Ayres was so focused on how his team was wrestling that he didn’t focus on the criteria points that ultimately decided the match. Princeton’s coaches didn’t ask its underdog wrestlers to just keep their matches close, they wanted their wrestlers to compete for wins. The goal for the Tigers was to continue to improve as wrestlers, not scrape for individual points in matches.
“I think we wrestled well,” said Ayres. “I tell them if they wrestle hard and we lose, we lose. I thought that’s what happened today. On a judge’s scorecard, if you would have judged the match, I think we were more aggressive, I think we had more attempts. I felt good about the match honestly, we just didn’t get the result we wanted.”
The team fell to 0-4 with the loss, but even Ayres offered with a chuckle that the Tigers may be the best 0-4 team in the country. Princeton will focus on exams before returning to the mat at the acclaimed Midlands Championships in Illinois from December 29-30. Ayres sees big potential for his team, and plenty of opportunity to prove itself with more challenging teams after Midlands and the Franklin and Marshall Open on January 6.

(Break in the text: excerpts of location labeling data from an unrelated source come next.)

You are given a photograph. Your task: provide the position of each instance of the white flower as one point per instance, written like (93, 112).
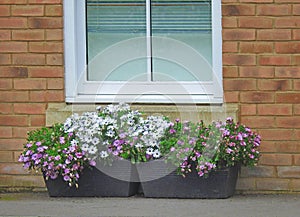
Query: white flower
(103, 154)
(95, 140)
(149, 151)
(92, 150)
(85, 147)
(156, 153)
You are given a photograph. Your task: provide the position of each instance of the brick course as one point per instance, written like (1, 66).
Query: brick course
(261, 74)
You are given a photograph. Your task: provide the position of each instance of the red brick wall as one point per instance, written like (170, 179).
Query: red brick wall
(261, 73)
(261, 58)
(31, 71)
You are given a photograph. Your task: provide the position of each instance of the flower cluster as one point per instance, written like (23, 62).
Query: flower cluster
(219, 144)
(55, 152)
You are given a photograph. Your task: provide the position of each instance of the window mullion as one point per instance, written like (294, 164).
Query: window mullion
(149, 41)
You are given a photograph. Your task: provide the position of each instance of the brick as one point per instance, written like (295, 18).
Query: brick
(13, 120)
(239, 59)
(13, 47)
(4, 59)
(245, 184)
(30, 84)
(54, 59)
(287, 47)
(13, 22)
(248, 109)
(45, 22)
(256, 72)
(258, 171)
(297, 159)
(27, 10)
(230, 47)
(274, 109)
(288, 122)
(4, 35)
(11, 144)
(239, 84)
(55, 84)
(29, 108)
(277, 134)
(255, 22)
(46, 47)
(5, 84)
(231, 97)
(274, 10)
(288, 97)
(12, 169)
(287, 22)
(296, 9)
(275, 60)
(287, 72)
(28, 35)
(14, 96)
(258, 47)
(38, 120)
(295, 184)
(6, 108)
(20, 132)
(276, 85)
(274, 34)
(46, 72)
(296, 109)
(6, 156)
(238, 10)
(5, 132)
(47, 96)
(273, 184)
(54, 34)
(229, 22)
(29, 59)
(296, 34)
(230, 71)
(54, 10)
(258, 121)
(238, 34)
(4, 10)
(257, 97)
(288, 172)
(276, 159)
(13, 72)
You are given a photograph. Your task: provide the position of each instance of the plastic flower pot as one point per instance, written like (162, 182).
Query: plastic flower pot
(97, 182)
(167, 184)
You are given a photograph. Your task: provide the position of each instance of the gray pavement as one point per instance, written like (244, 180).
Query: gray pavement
(40, 204)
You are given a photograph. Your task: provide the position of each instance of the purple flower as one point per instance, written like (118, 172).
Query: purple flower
(62, 140)
(92, 163)
(66, 178)
(40, 149)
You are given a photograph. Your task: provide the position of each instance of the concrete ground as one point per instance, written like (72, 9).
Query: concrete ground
(40, 204)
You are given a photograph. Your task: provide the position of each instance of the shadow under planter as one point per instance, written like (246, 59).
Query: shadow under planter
(167, 184)
(100, 181)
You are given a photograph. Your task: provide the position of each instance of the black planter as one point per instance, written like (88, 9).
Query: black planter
(97, 182)
(166, 184)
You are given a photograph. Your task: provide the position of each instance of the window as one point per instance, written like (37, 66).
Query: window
(156, 51)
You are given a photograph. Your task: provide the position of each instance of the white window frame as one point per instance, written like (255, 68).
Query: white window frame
(79, 90)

“It’s not where we want to be 100 percent; this is not where we expected to be,” said Ayres. “But it is what it is and we’re going to get better every weekend. I think we’re going to have a totally different team at Midlands and as we go into a tough schedule. We have Oregon State after Midlands and then we have Arizona State, so it doesn’t get any easier after this match. Rutgers is good, but they’re not Arizona State-good. We have to do some work to figure it out, but we could beat Arizona State. That’s the funny thing about the game. If a few guys figure it out, we could go in there and beat Arizona State in Tempe. That’s what I’m focused on.”

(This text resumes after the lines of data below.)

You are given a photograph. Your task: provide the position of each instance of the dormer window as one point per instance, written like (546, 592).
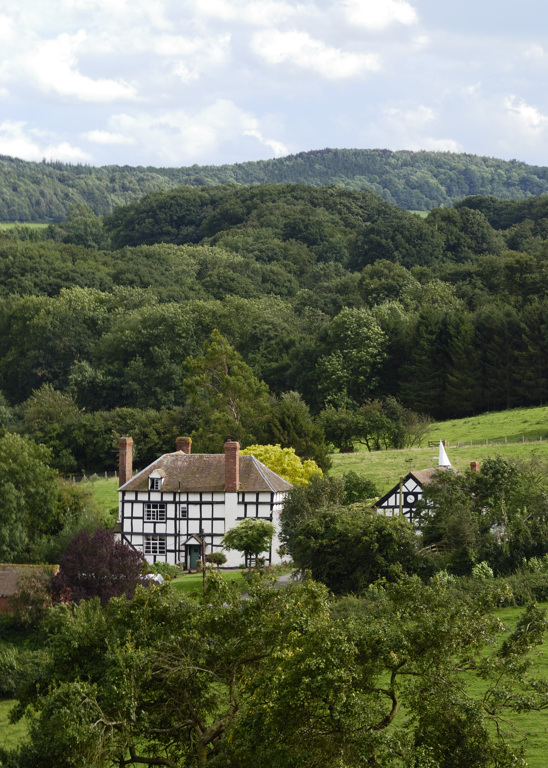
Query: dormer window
(155, 480)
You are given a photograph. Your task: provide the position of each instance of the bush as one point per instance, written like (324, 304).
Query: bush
(32, 598)
(216, 558)
(166, 570)
(98, 565)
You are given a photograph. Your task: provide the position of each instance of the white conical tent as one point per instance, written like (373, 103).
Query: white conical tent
(443, 461)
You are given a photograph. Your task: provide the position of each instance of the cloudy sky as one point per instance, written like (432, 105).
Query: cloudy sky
(177, 82)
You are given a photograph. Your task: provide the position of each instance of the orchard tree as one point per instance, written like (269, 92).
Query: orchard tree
(251, 536)
(29, 498)
(163, 681)
(349, 548)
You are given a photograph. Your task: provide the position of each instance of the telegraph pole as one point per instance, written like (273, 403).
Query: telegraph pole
(203, 560)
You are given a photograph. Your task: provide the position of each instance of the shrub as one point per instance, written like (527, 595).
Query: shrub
(216, 558)
(98, 565)
(166, 570)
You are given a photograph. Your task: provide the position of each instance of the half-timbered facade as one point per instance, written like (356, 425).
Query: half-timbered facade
(167, 509)
(403, 497)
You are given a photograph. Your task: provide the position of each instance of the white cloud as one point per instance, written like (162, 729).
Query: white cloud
(256, 12)
(105, 137)
(182, 136)
(416, 117)
(195, 55)
(54, 67)
(300, 49)
(528, 117)
(535, 52)
(277, 147)
(6, 29)
(153, 11)
(379, 14)
(14, 141)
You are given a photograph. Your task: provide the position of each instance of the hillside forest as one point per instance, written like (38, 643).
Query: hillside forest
(306, 317)
(334, 307)
(46, 191)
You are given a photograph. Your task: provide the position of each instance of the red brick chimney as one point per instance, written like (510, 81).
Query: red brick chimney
(184, 444)
(125, 465)
(232, 466)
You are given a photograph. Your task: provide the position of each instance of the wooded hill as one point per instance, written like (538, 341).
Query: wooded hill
(332, 294)
(44, 192)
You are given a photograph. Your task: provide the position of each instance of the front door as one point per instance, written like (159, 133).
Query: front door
(193, 554)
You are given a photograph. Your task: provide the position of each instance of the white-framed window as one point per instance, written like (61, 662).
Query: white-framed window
(155, 512)
(155, 545)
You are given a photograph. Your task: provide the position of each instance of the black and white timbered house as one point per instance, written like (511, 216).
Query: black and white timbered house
(164, 509)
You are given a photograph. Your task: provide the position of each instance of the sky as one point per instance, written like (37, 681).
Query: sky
(178, 82)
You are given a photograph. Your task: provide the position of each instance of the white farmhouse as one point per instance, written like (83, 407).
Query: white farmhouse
(166, 509)
(402, 498)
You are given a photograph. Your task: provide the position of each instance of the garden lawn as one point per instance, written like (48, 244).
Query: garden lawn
(105, 494)
(191, 583)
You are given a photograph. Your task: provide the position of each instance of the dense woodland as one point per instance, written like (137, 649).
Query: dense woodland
(413, 180)
(352, 305)
(309, 317)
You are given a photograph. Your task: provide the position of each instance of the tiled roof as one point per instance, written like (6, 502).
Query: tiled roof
(9, 574)
(204, 472)
(424, 476)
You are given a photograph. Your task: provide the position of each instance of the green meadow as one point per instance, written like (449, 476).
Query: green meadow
(520, 433)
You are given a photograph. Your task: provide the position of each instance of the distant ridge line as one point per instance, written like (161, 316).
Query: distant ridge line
(45, 191)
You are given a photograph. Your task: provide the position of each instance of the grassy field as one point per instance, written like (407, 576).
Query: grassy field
(105, 493)
(513, 426)
(514, 434)
(518, 433)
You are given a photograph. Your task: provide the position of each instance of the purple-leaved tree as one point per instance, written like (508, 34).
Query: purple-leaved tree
(97, 565)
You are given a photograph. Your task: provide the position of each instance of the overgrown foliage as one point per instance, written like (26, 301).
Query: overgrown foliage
(346, 682)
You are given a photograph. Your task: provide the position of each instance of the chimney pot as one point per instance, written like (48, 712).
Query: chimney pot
(184, 444)
(232, 466)
(125, 464)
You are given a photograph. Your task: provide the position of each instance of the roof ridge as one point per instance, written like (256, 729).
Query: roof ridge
(260, 468)
(134, 477)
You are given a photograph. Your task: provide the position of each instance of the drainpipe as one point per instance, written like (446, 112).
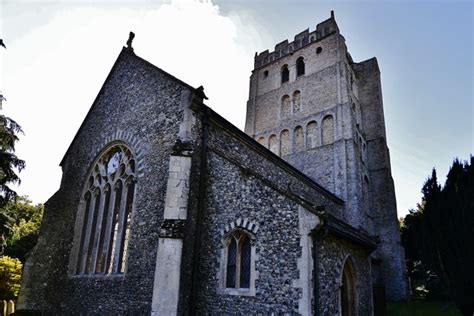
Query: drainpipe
(200, 210)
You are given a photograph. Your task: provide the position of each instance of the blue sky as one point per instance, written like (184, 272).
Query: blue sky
(61, 49)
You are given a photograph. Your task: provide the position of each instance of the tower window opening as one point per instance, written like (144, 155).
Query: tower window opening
(300, 67)
(285, 74)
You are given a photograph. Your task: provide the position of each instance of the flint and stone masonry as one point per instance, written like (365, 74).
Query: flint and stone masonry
(306, 193)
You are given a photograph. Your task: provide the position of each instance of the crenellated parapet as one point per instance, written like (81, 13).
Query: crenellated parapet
(301, 40)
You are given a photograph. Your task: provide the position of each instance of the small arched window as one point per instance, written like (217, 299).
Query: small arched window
(106, 210)
(273, 143)
(284, 142)
(311, 135)
(327, 129)
(347, 291)
(285, 106)
(299, 67)
(299, 139)
(285, 74)
(238, 260)
(261, 140)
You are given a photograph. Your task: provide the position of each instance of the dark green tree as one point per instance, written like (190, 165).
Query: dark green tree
(23, 227)
(10, 164)
(438, 235)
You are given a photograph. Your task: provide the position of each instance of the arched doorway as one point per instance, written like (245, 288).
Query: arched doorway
(348, 290)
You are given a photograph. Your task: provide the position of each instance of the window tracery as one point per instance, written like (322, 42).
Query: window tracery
(108, 201)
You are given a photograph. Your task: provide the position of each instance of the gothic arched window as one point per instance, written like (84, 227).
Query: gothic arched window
(238, 260)
(300, 67)
(285, 74)
(106, 210)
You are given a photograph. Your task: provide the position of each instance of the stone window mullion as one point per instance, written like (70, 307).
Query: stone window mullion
(86, 237)
(238, 262)
(108, 229)
(120, 231)
(98, 230)
(127, 218)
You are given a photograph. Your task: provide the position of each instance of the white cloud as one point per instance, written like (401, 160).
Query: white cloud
(53, 71)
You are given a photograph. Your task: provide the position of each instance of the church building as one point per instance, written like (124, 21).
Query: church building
(166, 208)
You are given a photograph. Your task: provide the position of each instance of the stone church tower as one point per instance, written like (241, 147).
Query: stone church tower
(166, 208)
(312, 105)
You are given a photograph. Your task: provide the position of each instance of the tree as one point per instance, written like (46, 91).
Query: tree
(10, 164)
(439, 234)
(10, 277)
(21, 233)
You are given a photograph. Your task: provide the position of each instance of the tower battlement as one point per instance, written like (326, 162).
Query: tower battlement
(302, 39)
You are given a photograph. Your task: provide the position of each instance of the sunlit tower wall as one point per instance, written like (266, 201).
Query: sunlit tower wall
(313, 106)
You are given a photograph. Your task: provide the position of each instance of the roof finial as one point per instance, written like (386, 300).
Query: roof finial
(130, 40)
(200, 92)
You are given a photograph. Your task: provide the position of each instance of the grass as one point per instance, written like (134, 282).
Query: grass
(421, 308)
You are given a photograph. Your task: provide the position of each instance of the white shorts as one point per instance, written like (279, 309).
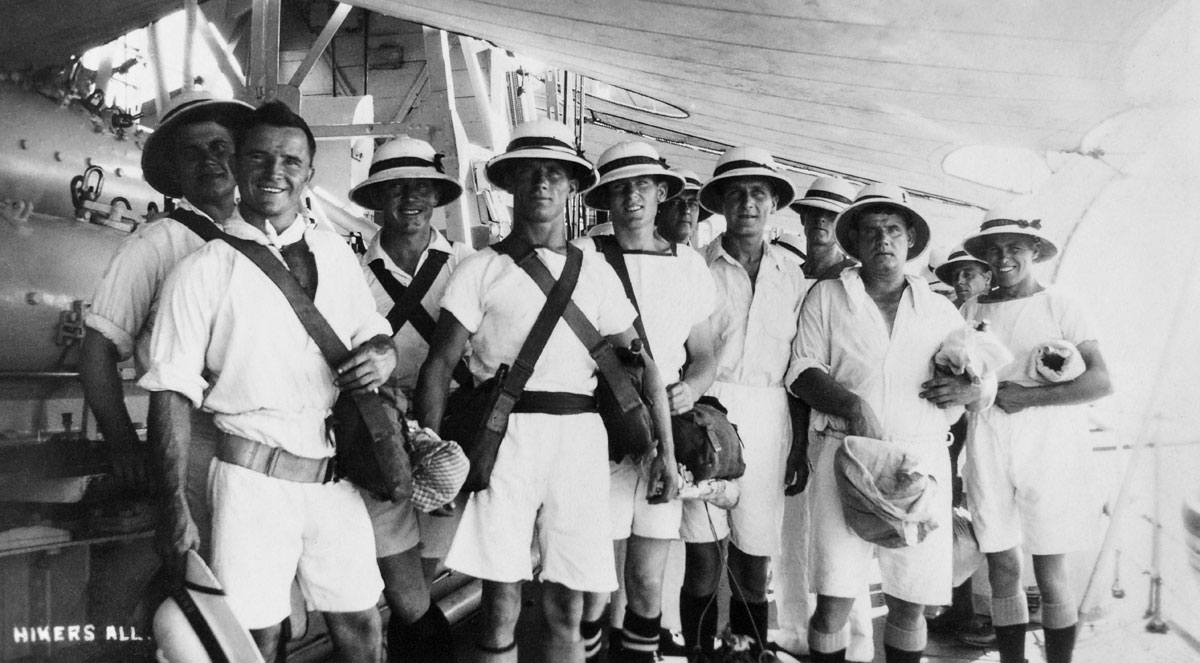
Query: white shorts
(841, 561)
(1027, 481)
(268, 531)
(630, 512)
(551, 471)
(437, 531)
(765, 424)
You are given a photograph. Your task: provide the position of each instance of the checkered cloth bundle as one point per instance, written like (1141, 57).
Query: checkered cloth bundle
(439, 467)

Princeton got a breakthrough performance out of Coles on Sunday. The next step is for him to sustain it in upcoming matches when the Tigers return to action, something that will help Princeton as a team while also boosting him individually for a strong run by season’s end.
“It’s what we do,” said Ayres. “We’ve honestly never been good early on in a season. But we usually end up well. We do very good in relation to our seeds at NCAAs. This is all practice. For him to break through a bit was good.”